Formally, given a homogeneity predicate H, a segmentation of an image defined by a set R of pixels is to divide R into N connected, non-empty subsets \(R_{1}, R_{2},\ldots , R_{N}\) that satisfy the following conditions (Pal and Pal 1993):

• \(\bigcup _{1\le i\le N}R_{i}=R\);

• \(R_{i}\bigcap R_{j}=\emptyset \), \(\forall i\ne j\);

• \(H(R_{i})=1\), \(i=1,2,\dots ,N\);

• \(H(R_{i}\bigcup R_{j})=0\), \(\forall \) adjacent i and j.

3.2 Traditional K-means clustering

Given a set of n samples \(X={x_{1},x_{2},\ldots ,x_{n}}\) in a D-dimensional Euclid space, K-means clustering is to divide the set into c subsets to minimize the following objective function:

$$\begin{aligned} J_{1}=\sum _{i=1}^{c}\sum _{k=1}^{n}u_{ik}\left\| x_{k}-v_{i} \right\| \end{aligned}$$

(1)

where \(u_{ik}=1\) denotes that the kth sample point belongs to the ith class and \(u_{ik}=0\) otherwise, and \(\Vert x_{k}-v_{i}\Vert \) denotes the Euclid distance between the two points \(x_{k}\) and \(v_{i}\) (denoted as \(d_{ik}\) in short).

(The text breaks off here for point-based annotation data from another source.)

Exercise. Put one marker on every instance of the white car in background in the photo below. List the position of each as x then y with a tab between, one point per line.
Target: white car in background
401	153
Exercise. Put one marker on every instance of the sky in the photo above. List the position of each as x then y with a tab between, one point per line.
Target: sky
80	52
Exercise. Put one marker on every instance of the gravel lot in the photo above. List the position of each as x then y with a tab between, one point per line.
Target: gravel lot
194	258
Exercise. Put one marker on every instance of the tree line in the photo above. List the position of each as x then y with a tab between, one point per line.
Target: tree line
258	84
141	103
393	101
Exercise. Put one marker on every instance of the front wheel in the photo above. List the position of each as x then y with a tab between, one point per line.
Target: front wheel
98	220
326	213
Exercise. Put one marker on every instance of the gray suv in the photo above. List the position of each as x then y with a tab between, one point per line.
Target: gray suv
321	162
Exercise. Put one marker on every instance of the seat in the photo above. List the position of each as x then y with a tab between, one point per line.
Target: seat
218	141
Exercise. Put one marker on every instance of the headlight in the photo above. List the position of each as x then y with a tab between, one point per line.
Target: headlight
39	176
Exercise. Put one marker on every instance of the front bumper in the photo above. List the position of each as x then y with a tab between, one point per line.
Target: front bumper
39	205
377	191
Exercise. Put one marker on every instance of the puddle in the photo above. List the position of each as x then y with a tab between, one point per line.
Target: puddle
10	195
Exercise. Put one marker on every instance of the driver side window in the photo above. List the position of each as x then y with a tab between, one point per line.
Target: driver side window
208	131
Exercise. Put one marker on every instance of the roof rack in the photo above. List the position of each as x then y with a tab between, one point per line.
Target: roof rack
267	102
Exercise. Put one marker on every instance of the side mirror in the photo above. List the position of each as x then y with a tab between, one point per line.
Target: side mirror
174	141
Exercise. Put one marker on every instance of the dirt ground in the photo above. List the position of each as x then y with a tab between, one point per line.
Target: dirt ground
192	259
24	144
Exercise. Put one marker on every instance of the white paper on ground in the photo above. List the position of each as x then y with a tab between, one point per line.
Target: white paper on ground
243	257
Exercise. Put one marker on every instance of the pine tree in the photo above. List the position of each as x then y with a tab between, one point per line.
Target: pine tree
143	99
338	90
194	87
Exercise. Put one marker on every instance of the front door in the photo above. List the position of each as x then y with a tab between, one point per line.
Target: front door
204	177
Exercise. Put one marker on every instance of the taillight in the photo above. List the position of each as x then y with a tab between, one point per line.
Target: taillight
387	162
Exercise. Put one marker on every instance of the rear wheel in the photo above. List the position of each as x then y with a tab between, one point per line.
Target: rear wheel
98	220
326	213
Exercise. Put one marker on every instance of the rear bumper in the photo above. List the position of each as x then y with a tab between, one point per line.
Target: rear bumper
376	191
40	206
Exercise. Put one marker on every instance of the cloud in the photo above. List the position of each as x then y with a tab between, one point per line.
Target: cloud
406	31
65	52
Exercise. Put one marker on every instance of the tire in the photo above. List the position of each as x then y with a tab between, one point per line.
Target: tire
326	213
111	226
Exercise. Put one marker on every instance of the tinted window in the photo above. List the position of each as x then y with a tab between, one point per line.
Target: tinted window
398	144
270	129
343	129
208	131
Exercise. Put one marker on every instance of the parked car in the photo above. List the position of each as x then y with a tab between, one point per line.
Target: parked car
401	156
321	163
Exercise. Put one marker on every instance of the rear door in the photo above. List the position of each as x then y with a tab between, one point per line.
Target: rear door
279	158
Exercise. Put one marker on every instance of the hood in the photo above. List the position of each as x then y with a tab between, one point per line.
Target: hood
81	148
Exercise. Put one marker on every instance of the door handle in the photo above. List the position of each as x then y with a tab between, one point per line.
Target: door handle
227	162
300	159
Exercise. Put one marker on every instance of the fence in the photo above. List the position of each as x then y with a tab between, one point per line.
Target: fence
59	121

The K-means algorithm first randomly selects c clustering centers and then continuously updates the centers as follows:

$$\begin{aligned} u_{ik}= & {} \left\{ \begin{array}{ll} 1 ,&{}\quad d_{ik}=\mathop {\min }\limits _{1<r<c}d_{rk}\\ 0 ,&{}\quad \hbox {else} \end{array}\right. \end{aligned}$$

(2)

$$\begin{aligned} v_{i}= & {} \frac{\sum _{k=1}^{n}u_{ik}x_{k}}{\sum _{k=1}^{n}u_{ik}},\quad i=1,2,\ldots ,c \end{aligned}$$

(3)

3.3 Fuzzy C-means algorithm

FCM algorithm improves the traditional K-means in that the value \(u_{ik}\), i.e., the membership of point \(x_{k}\) to the cluster centered at \(u_i\), is a real value in the range of [0,1] instead of binary 0 or 1. The objective function is improved by using a fuzzy exponent m (large than 1 and typically set to 2) as follows:

$$\begin{aligned} J_{m}= \sum _{i=1}^{c}\sum _{k=1}^{n}(u_{ik})^{m}\left\| x_{k}-v_{i} \right\| ^{2} \end{aligned}$$

(4)

In FCM, the cluster centers are iteratively updated as follows:

$$\begin{aligned} u_{ik}= & {} \frac{1}{\sum _{j=1}^{c}\left( \frac{\left\| x_{k}-v_{i} \right\| }{\left\| x_{k}-v_{j} \right\| } \right) ^{2/\left( m-1 \right) }} \end{aligned}$$

(5)

$$\begin{aligned} v_{i}= & {} \frac{\sum _{k=1}^{n}x_{k}\left( u_{ik} \right) ^{m}}{\sum _{k=1\widetilde{}}^{n}\left( u_{ik} \right) ^{m}} \end{aligned}$$

(6)

Interested readers can refer to Nayak (2015) for a comprehensive review on FCM clustering and its improve methods.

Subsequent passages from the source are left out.